Lawrence Krauss, who writes a lot about space, proposes a theory along these lines: now that we know something about the Higgs field, which purportedly interacts with particles in a way that gives them mass, we know something about how our universe developed to accommodate life. Without the Higgs field, particles would never have combined to form atoms, molecules, planets; without an aggregation of mass, conditions for (our form of) life could have never manifested. Discrete particles would zip around at the speed of light; we would all be neutrinos, so to speak. We understand life by understanding the component parts that create a space in which life can exist. Krauss writes that a Higgs field "validates the notion that seemingly empty space may contain the seeds of our existence." Empty space, in fact, proves not to be so empty: dark energy, the Higgs field, and other quantum stuff is out there, and some of it--or something not yet identified--drives an ever-increasing inflation of the universe, which is another important piece of the ontological puzzle. (My indulgent theory: consciousness itself is dark energy.

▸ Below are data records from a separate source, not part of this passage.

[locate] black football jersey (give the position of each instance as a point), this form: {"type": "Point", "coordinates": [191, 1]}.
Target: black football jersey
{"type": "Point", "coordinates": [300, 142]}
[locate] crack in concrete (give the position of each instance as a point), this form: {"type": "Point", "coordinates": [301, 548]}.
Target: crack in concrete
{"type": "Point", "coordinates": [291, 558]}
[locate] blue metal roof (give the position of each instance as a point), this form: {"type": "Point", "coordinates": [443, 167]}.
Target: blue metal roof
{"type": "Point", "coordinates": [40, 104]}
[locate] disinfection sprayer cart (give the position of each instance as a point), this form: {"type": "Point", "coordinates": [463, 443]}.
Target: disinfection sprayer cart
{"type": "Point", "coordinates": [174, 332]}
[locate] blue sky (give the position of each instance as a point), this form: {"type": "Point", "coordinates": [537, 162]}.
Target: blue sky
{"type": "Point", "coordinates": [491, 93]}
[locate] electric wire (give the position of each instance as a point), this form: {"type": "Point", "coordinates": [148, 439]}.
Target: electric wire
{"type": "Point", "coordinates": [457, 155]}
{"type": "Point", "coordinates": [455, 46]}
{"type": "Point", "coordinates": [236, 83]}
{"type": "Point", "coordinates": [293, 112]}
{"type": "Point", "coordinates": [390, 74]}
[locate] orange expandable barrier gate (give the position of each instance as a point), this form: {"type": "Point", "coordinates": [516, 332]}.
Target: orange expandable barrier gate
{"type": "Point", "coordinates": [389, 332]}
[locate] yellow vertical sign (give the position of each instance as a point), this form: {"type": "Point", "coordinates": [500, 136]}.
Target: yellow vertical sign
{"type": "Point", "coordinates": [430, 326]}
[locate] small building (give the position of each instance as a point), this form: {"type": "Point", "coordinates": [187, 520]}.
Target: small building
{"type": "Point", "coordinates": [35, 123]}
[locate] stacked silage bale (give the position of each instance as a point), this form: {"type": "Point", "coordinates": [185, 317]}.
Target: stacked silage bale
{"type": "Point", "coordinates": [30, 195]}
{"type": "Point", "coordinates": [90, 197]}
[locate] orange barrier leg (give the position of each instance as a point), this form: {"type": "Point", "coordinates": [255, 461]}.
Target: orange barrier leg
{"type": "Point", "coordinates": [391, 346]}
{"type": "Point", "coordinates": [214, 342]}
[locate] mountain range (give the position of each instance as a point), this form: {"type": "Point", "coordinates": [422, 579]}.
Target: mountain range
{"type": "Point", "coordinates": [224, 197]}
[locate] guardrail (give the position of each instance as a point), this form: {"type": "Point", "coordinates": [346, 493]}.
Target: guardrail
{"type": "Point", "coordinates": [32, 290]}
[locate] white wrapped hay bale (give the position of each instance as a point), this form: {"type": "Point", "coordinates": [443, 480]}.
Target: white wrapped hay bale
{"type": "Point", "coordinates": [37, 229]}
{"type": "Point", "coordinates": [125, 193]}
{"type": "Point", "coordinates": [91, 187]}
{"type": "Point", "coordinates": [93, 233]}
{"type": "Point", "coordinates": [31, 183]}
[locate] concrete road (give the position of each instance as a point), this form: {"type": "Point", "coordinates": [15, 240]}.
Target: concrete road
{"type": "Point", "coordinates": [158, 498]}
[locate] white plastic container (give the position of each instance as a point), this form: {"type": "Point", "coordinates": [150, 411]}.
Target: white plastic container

More explanation about the multiverse theory, and the specific amount of dark energy present in our universe, is warranted to flesh this out, which I'll do in a later post.) 

Based on these implications of a Higgs field, Krauss suggests that the Higgs particle is "arguably more relevant than God." This strikes me as an unabashed toeing of the philosophical line, despite its ostensibly religious language (it's also, of course, a reference to the much-loathed "God particle" moniker that the media loves): the deeper we probe the depths of matter, space, and time, the more empirical our knowledge becomes about the origin of the universe, theoretically eliminating the need for invented theologies to explain natural events. But God has always been a tool for a way of thinking that, by definition, eschews empiricism: faith is the operative apparatus, not belief in a verifiable system. I doubt any ardent believer in God/gods is swayed by the arrival of a verifiable Higgs, and I don't blame them: who's to say that God didn't activate the Higgs field so life could arise here? More important is the Higgs' contribution to metaphysical exploration, to our understanding of what it means to exist as an amalgam of particles, how agency is related to matter, how an ability to think came to be. The term "experimental metaphysics" was coined by Abner Shimony, and attempts to apply metaphysical concepts to experimental analysis. The Higgs is a sublime example of this overlap. If physics and philosophy split apart at the advent of experimental verification, it appears that we've at last arrived back where we started, using one field to inform and provoke the other to greater and more nuanced understandings of ourselves.